Getting a good value for attending college is on the mind of most prospective students and their families, and as a result, numerous publishers of college rankings have come out with lists of “best value” colleges. I have highlighted the best value college lists from Kiplinger’s and U.S. News in previous posts, as well as discussing my work incorporating a cost component into Washington Monthly’s rankings. Today’s entry in this series comes from the Princeton Review, a company better known for test preparation classes and private counseling, but they are also in the rankings business.
The Princeton Review released its list of its “Best Value Colleges” today in conjunction with USA Today, and the list is heavily populated with a “who’s who” list of selective, wealthy colleges and universities. Among the top ten private colleges, several of them are wealthy enough to be able to waive all tuition and fees for their few students from modest financial backgrounds. The top ten public institutions do tend to attract a fair number of out-of-state and full-pay students, although there is one surprise name on the list (North Carolina State University—well done!). More data on the top 150 colleges can be found here.

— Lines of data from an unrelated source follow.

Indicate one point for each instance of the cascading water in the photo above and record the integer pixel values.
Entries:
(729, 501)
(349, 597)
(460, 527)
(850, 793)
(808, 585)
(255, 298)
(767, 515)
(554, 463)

My main complaint with this ranking system, as with other best value colleges lists, is with the methodology. They begin by narrowing their sample from about 2,000 colleges to 650—what they call “the nation’s academically best undergraduate institutions.” This effectively limits the utility of these rankings to students who score a 25 or higher on the ACT, or even higher if students wish to qualify for merit-based grant aid. Student selectivity is further awarded in the academic rating, even though this has no guarantee of future academic performance. Much of the academic and financial aid ratings measures come from student surveys, which are fraught with selection bias. Basically, many colleges handpick the students who take these surveys, which results in an optimistic set of opinions being registers. I wish I could say more about their methodology and point values, but no information is available.
The top 150 list (which can be found here by state) certainly favors wealthy, prestigious colleges with a few exceptions (University of South Dakota, University of Tennessee-Martin, and Southern Utah University, for example). In Wisconsin, only Madison and Eau Claire (two of the three most selective universities in the UW System) made the list. In the Big Ten, there are some notable omissions—Iowa (but Iowa State is included), Michigan State (but Michigan is included), Ohio State, and Penn State.
The best value rankings try to provide information about what college will cost, and whether some colleges provide better “bang for the buck” than others. Providing useful information is an important endeavor, as this recent article in the Chronicle emphasizes. However, the Princeton Review’s list provides useful information to only a small number of academically elite students, many of whom have the financial means to pay for college without taking on much debt. This is illustrated by the accompanying USA Today article featuring the rankings, which notes that fewer than half of all students attending Best Value Colleges take on debt, compared to two-thirds of students nationwide. This differential isn’t just a result of the cost of attendance, but instead the student’s ability to pay for college.